Isso não significa se livrar totalmente do plástico – é necessário para alguns produtos, como dispositivos médicos, diz ela. 

Em vez disso, MacBride gostaria de ver uma mudança sistêmica em nossa cultura do descarte.

Isso é particularmente importante porque livrar o mundo do plástico que já criamos é quase impossível, destaca Liboiron.

“O plástico não pode ser contido”, dizem eles. “É uma das coisas mais duráveis ​​do mundo. Vai durar épocas ”- o que significa que reduzir o quanto produzimos é a chave para mantê-lo fora do meio ambiente.

Quando consultados como um especialista durante a fase inicial de elaboração da política federal, eles recomendaram o fim dos subsídios à indústria de petróleo e petroquímica para desacelerar a produção de plástico.

De acordo com o relatório de dezembro do Greenpeace, esses subsídios ultrapassaram US $ 334 milhões somente para produtores de plástico de óleo virgem desde 2017.

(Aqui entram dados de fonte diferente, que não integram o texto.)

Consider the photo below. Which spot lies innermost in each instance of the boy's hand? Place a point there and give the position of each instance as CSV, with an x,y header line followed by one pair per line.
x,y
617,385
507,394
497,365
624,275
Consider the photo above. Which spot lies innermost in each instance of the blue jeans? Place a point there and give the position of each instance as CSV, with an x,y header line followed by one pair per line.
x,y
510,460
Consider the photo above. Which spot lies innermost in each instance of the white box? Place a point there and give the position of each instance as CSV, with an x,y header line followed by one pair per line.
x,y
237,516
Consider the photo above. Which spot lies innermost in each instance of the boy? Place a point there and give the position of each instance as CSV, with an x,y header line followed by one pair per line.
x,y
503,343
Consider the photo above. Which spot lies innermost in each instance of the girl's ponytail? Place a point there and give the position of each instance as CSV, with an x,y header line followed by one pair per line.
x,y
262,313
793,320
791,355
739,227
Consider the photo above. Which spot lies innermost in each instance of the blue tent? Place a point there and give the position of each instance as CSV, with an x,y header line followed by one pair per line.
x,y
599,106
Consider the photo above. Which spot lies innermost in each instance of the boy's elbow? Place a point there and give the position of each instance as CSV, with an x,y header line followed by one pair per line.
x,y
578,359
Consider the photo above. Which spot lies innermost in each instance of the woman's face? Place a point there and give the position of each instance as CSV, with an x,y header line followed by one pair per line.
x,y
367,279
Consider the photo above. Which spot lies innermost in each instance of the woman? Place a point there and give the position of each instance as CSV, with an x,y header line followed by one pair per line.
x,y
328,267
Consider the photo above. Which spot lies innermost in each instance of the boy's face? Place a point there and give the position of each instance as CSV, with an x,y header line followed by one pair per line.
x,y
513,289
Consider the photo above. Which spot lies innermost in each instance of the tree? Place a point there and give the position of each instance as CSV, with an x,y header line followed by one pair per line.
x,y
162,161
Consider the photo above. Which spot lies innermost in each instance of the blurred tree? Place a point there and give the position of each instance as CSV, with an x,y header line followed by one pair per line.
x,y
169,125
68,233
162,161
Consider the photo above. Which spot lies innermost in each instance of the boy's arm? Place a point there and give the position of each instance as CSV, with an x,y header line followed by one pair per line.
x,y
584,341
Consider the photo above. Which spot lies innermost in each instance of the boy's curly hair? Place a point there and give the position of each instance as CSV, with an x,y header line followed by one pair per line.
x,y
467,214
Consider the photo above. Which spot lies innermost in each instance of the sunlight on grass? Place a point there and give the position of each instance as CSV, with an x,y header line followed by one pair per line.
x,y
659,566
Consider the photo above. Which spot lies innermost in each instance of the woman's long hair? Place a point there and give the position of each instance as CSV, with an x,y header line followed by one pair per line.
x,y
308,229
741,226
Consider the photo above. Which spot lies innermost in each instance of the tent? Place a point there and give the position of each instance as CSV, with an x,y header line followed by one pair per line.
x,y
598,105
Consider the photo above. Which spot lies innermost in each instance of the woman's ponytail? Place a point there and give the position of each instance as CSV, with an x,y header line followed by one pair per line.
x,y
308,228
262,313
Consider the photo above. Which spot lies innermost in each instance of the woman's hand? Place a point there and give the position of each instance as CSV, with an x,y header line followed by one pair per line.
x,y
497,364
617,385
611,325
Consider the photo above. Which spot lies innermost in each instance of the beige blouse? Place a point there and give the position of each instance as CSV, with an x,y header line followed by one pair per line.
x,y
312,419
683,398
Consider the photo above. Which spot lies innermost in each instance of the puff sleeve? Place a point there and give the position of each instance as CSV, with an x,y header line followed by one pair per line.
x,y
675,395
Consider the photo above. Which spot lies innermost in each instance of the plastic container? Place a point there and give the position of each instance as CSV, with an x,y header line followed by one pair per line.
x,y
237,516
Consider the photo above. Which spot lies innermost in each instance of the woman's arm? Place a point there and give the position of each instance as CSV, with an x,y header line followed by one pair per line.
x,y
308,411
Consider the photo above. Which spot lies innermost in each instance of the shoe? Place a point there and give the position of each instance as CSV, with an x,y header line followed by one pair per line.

As indústrias de petróleo e gás do Canadá, por sua vez, recebem cerca de US $ 4,8 bilhões anuais em subsídios públicos, conforme análise de dezembro de 2020 do International Institute for Desenvolvimento sustentável.

Ainda assim, cortar a produção é apenas metade da solução, dizem eles. 

Os legisladores canadenses precisam ter uma visão holística de como os canadenses comem, se movem e habitam o mundo – depois, desenvolver sistemas adaptados localmente que tornem possível viver bem sem plástico descartável.

“Há pessoas vivas (que) têm memórias de antes de haver embalagens descartáveis”, observam. “Eles comeram coisas. Eles estavam bem”.